How the student athletes expect to proceed before the NLRB is not immediately clear. The Board covers private sector employees and employers; it generally will not cover individuals who only are students. Also to be resolved is whether the NCAA is the college players’ “employer.”
In trying to prove the football players are employees under the NLRA, CAPA may try to compare the athletes to graduate students. For years, the Board held graduate students were not to employees covered by the NLRA. Although the NLRB changed its position in 2000, holding that these students were covered because, it said, they also were employed by their schools in a teaching capacity, it reverted to its former position in 2004. The Agency appeared poised to switch course once again as recently as 2012 in connection with a case involving NYU, but the union decided not to pursue the matter. The law on this issue remains volatile. At first blush, it might appear that the Northwestern football players’ attempt to unionize is ill-conceived and that CAPA will have great difficulty proving the players are employees under the NLRA. However, the argument for employee status will not be dismissed out of hand, we expect. An NLRB determination is likely to require an in-depth review of a college or university’s relationship with the athletes. For example, although college athletes are not paid by their schools or the NCAA as employees, depending on the evidence, CAPA could claim that tuition credits and other benefits granted to athletes represent compensation for work, and so (if the Board agrees), weigh in favor an employer/employee relationship. However, scores of other factors are relevant, too, and they will have to be considered as well. Litigation of the athletes’ employee status may take months, if not years.
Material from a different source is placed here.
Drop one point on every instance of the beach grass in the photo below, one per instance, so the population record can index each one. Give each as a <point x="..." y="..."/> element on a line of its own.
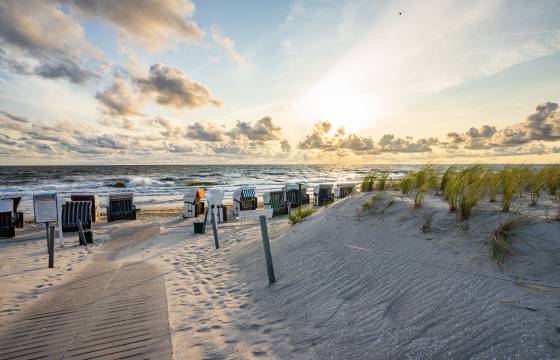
<point x="299" y="215"/>
<point x="500" y="243"/>
<point x="423" y="180"/>
<point x="382" y="182"/>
Regardless of whether the Northwestern football players are found to be employees under the NLRA, their effort here may raise questions about the applicability of other state and federal laws, which may contain different definitions of “employee,” to these student athletes. For example, is a college athlete entitled to take FMLA leave to care for an ill parent, without fear of losing his or her first-string status?
College sports, and college football, in particular, have a high profile, and with increasing media focus on sports-related injuries, this issue will not easily go away.